The #1 Tip to Making Better Decisions When Stressed

The Science of Making Better Decisions

When you first heard the news you were devastated and now, not only are you dealing with a rollercoaster of emotions, but also you have to make practical decisions in the midst of it all.

There is no two ways about it. Unexpected things in life happen, but by making good choices, we can steer our lives more in the direction of where we want to go (such as healing) after a setback, loss, or tragedy.

Decisions comprise the fabric of our lives. It is through our choices that we can tap into our inner sense of power, thoughtfully crafting our responses to events in our lives and thus fostering an uplifting future.

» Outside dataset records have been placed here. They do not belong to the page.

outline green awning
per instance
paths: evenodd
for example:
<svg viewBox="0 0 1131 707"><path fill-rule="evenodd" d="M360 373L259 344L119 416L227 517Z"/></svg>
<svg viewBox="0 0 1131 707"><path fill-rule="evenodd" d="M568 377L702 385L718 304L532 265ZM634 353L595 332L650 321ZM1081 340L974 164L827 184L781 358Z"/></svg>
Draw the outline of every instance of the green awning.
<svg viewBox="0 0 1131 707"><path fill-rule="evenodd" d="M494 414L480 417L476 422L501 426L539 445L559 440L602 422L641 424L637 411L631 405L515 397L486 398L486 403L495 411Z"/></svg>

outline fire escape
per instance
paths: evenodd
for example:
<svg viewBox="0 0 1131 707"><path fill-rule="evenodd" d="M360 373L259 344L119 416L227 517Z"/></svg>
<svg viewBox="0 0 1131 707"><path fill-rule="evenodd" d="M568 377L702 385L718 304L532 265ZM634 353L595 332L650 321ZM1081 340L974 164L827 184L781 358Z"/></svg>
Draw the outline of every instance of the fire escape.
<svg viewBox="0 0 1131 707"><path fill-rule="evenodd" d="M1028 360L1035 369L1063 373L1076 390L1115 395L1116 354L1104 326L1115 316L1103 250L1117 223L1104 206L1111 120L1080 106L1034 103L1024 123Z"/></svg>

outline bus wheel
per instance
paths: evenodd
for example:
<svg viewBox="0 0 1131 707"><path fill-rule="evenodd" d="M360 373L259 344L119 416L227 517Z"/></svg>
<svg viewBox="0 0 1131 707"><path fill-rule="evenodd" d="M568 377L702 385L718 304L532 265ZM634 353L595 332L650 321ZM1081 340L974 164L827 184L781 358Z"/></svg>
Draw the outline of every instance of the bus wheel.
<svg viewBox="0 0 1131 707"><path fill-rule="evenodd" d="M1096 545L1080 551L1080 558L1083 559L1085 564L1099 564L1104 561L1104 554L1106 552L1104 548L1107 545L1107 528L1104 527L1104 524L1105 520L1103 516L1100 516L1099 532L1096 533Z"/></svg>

Of course, sometimes, healthy decision-making is difficult. For instance, you probably don't even need to read the research to know that when you feel stressed out or in the midst of another strong emotion like anger, sadness, fear, or insecurity, you don't usually make great decisions. You say things you don't mean. You don't follow through on things that are important to you...and you are not alone. This happens to all of us. The science backs the fact, when we are stressed out, our I.Q. drops. We make poorer decisions. (1)

A powerful example of this is a musician friend of mine. He worked tirelessly for years to become a professional musician. It was his dream to be signed to a major label. Well, he quit his band on the way to a gig that major record label talent scouts were going to be at! He made this decision out of a strong fear of success. He was "three feet from gold" as they say. Time and time again this self-sabotaging behavior manifests itself in our lives. It can also manifest in smaller ways too, like in our primary relationships.

These studies also show that we make poor decisions when we are too close to the problem. In other words, we can increase our ability to make better decisions by waiting to make decisions until we are in a calmer state of mind. Until we have a bigger perspective on the matter at hand.

Reflection vs. Rumination

Just noticing the difference between when you are reflecting on a problem and ruminating on it can help immensely, as a state of reflection generally promotes better problem solving.

Rumination is the cycle of being caught in the trap of repetitive thinking that compulsively focuses one's attention to the thoughts that cause feelings of sadness, stress, anxiety, etc. For instance, if you are having problems in your marriage, this is the habitual thinking you have about your partner and marriage. It is the times when you can't stop replaying over and over again, all the hurtful things that your partner has said and done over the years.

In contrast to a more neutral, reflective state, rumination involves a very personal perspective. When we are in a mode of reflection, our feeling state is generally open, inquisitive, and introspective. We are open to receiving new ideas and considering new possibilities. We are open to guidance and our intuition. There is a different quality to this kind of thinking. It has a less personal connotation with it. It often, though not always, occurs when we are in a peaceful mode of solitude or in an activity that distracts us.

Both forms of thinking are completely normal and temporary.

Yet, if having a wider perspective feels harder to achieve these days, you can give yourself a boost with this one tip.



#1 Tip: Implement Third-Person Problem Solving.

Approach the problem and analyze possible solutions from the third-person. Seriously, this may seem weird at first, but this has been proven to promote wiser reasoning and decision making. (2)

Pretend you are a neutral party (like how you would discuss the problems an acquaintance was having). Analyze the problem and brainstorm solutions from this third-person perspective. You can do this exercise either by conducting a written analysis or speaking into a voice recorder. Remember the key here is to use third-person language. You would refer to yourself with your first name. Do not use words like "me, I, my, or our."

Of course, the more you implement this exercise when problem solving, the easier it will be to do and the more you will reap the benefits. You are literally retraining your brain to solve personal problems in a more neutral and wiser way.